BUYING ski properties is one of the hottest trends for Britons in France.
BNP Paribas International Buyers, which specialises in mortgages for foreigners, says the first half of this year saw 15% more sales to Britons than the same period last year; the Alps is currently the most popular area, followed by the Luberon and the Côte d’Azur.
Damien Duraton, a director, said this confirmed the trend last year when the notaires’ Perval database of sales outside the capital showed the Rhône-Alpes was the most popular region with British buyers (it was Provence-Alpes-Côte d’Azur in 2008).
He said: "The last ski season was good, the snow was there and the tourist industry takings were good, so people are considering buying, especially in the most popular towns."
An estate agent from Chamonix Immobilier, Nicolas Meinard, said buyers preferred detached wooden chalets on their own wooded ground, though apartments were also popular. "The main things to consider are location, how close it is to the town’s amenities and the slopes, and also view and the exposure.
"A chalet with a view of Mont Blanc will be valuable. They are mainly modern, but we also regularly have older properties requiring renovation to freshen up the interiors."

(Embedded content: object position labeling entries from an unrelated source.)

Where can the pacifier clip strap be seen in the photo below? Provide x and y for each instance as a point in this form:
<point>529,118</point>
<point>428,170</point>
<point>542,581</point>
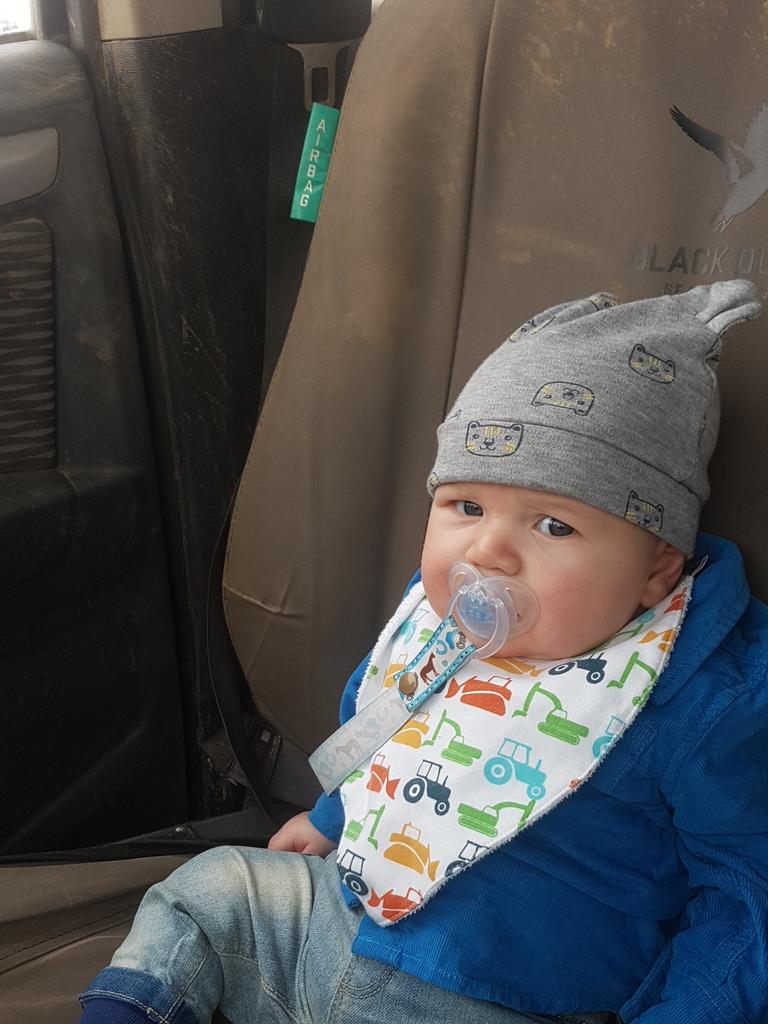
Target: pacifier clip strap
<point>366,732</point>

A notaire from Cluses, Haute-Savoie, Jean-Marie Cabourdin, said there was an increase in activity this year: "Some British buyers love France and want to stay here for the holidays, or to live here with their family. In Haute-Savoie, in towns like Les Gets or Chamonix, there are Britons who work in the City and go to work by easyJet and return every weekend.
"There are also others who buy to rent, though this is less typical. The French Alps remain popular with Britons because it is the closest place for them to ski and it is very accessible – one hour 10 minutes from London to Geneva." Prices depend on resort and location, he said.

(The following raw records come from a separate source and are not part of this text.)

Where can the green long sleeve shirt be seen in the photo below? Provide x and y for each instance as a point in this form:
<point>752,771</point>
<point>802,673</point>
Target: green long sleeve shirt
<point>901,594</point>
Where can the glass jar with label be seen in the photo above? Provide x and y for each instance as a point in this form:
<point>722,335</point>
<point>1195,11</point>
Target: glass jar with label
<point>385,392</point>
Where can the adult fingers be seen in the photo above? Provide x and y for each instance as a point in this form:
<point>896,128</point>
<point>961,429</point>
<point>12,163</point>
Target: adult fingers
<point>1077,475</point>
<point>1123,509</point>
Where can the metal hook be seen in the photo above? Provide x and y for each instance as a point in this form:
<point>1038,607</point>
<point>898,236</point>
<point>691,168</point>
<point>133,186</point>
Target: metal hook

Mr Cabourdin said many holiday homes were left empty when not in use, though renting them out is an option. One convenient way is to buy in a residence de tourisme, where a managing firm finds tenants. "You sign a rental agreement saying you will use the apartment for, say, four months, and the rest of the year they will rent it out for you. It can be a good investment."
The success of such schemes had helped keep the market for mountain properties afloat through the economic crisis, he said.
Purchases of homes that will be rented out to others (at least part of the time) are especially interesting for French residents, because you can benefit from the Scellier scheme, which allows you to deduct part of the purchase cost from income tax.
Mr Cabourdin said it was important to talk to a notaire before signing a compromis de vente with an estate agent, to work out the best legal structure for ownership.
One option is to set up a Société Civile Immobilière (property ownership company). This may be useful where a group of friends are buying, as it can avoid some legal complexities in simple joint ownership if one person wants to sell his share or if someone dies.
People buying alone also sometimes consider an SCI because it can help bypass French inheritance law. However, this may not be the best bet for tax reasons: "There is no one-size-fits-all solution and you have to analyse the situation, especially concerning the future effects in terms of passing on the property to your spouse and children," he said.